Pair Corralation between Davis New and Calamos Growth
Assuming the 90 days horizon Davis New York is expected to generate 0.92 times more return on investment than Calamos Growth. However, Davis New York is 1.09 times less risky than Calamos Growth. It trades about 0.39 of its potential returns per unit of risk. Calamos Growth Income is currently generating about 0.17 per unit of risk. If you would invest 1,989 in Davis New York on November 1, 2024 and sell it today you would earn a total of 118.00 from holding Davis New York or generate 5.93% return on investment over 90 days.

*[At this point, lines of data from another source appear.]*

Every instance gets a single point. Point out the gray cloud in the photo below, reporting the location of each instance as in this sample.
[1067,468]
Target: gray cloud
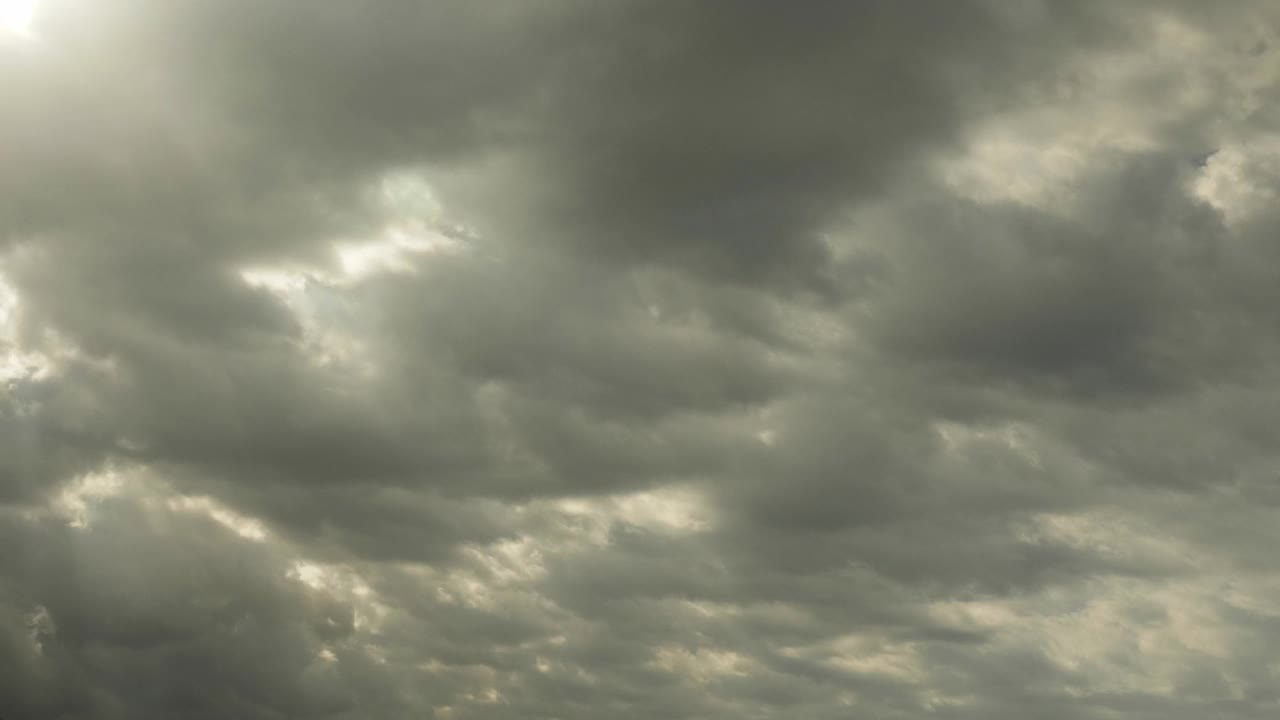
[638,360]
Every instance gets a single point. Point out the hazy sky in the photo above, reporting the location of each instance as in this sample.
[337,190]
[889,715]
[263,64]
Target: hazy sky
[639,360]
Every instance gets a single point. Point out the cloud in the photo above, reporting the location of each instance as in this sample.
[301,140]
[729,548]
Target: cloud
[644,360]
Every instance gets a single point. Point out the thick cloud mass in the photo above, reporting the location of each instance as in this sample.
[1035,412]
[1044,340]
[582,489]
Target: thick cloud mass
[403,359]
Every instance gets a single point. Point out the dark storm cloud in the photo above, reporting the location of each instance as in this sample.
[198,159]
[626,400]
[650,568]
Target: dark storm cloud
[807,360]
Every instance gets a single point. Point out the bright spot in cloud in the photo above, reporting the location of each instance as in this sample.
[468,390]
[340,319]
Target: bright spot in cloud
[16,16]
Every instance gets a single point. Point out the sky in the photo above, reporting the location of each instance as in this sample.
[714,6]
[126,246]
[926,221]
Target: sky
[644,360]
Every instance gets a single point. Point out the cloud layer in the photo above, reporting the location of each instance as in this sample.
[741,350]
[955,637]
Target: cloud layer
[565,360]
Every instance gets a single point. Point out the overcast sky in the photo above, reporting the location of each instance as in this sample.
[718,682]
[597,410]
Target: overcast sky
[639,360]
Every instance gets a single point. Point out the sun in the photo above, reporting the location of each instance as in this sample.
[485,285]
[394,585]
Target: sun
[16,16]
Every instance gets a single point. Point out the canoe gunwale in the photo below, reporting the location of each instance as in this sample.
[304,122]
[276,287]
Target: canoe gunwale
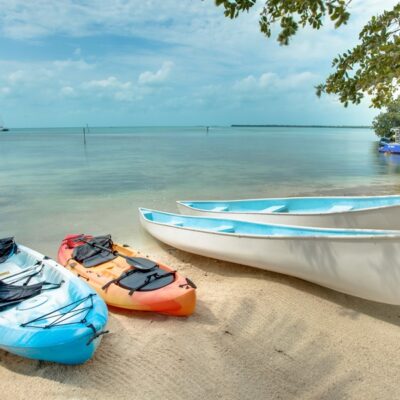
[394,235]
[183,203]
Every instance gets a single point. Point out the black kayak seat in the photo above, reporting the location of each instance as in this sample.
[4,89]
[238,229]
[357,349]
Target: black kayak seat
[13,294]
[145,281]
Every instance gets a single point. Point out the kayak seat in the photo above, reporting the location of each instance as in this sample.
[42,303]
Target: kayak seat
[226,229]
[90,256]
[340,208]
[277,208]
[143,281]
[220,208]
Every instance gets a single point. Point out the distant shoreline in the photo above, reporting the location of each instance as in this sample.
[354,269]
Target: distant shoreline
[303,126]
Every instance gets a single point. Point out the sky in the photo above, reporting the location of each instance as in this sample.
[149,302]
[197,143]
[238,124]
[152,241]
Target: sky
[165,62]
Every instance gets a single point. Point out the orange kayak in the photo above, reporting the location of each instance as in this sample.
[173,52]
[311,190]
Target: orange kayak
[124,279]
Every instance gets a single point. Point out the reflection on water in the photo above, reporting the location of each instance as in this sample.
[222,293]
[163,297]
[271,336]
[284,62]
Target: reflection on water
[51,184]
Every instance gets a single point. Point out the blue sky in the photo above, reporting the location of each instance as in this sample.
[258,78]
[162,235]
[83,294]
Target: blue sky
[164,62]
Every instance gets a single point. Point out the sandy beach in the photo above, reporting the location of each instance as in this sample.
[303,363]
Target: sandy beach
[254,335]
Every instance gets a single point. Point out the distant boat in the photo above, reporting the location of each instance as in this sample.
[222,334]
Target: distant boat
[393,148]
[362,263]
[384,140]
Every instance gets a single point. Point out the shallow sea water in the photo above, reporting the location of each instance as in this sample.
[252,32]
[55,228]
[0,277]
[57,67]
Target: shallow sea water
[52,185]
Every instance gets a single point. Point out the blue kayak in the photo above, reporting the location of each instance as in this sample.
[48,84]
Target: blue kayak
[47,313]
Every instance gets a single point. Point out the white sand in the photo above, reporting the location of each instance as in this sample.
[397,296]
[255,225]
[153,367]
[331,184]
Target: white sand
[255,335]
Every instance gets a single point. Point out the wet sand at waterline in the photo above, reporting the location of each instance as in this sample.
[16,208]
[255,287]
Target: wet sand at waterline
[255,335]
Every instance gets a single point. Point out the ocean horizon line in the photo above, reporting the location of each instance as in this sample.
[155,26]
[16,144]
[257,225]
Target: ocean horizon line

Time Period | 3 Months [change] |
Direction | Moves Together |
Strength | Weak |
Accuracy | 95.0% |
Values | Daily Returns |
Davis New York vs. Calamos Growth Income
Performance |
Timeline |
Davis New York |
Calamos Growth Income |
Davis New and Calamos Growth Volatility Contrast
Predicted Return Density |
Returns |
Pair Trading with Davis New and Calamos Growth
The main advantage of trading using opposite Davis New and Calamos Growth positions is that it hedges away some unsystematic risk. Because of two separate transactions, even if Davis New position performs unexpectedly, Calamos Growth can make up some of the losses. Pair trading also minimizes risk from directional movements in the market. For example, if an entire industry or sector drops because of unexpected headlines, the short position in Calamos Growth will offset losses from the drop in Calamos Growth's long position.Davis New vs. Live Oak Health | Davis New vs. Blackrock Health Sciences | Davis New vs. Baillie Gifford Health | Davis New vs. Allianzgi Health Sciences |
Calamos Growth vs. Calamos Growth Fund | Calamos Growth vs. Davis New York | Calamos Growth vs. First Eagle Global | Calamos Growth vs. Calamos Vertible Fund |
Check out your portfolio center.Note that this page's information should be used as a complementary analysis to find the right mix of equity instruments to add to your existing portfolios or create a brand new portfolio. You can also try the Portfolio Optimization module to compute new portfolio that will generate highest expected return given your specified tolerance for risk.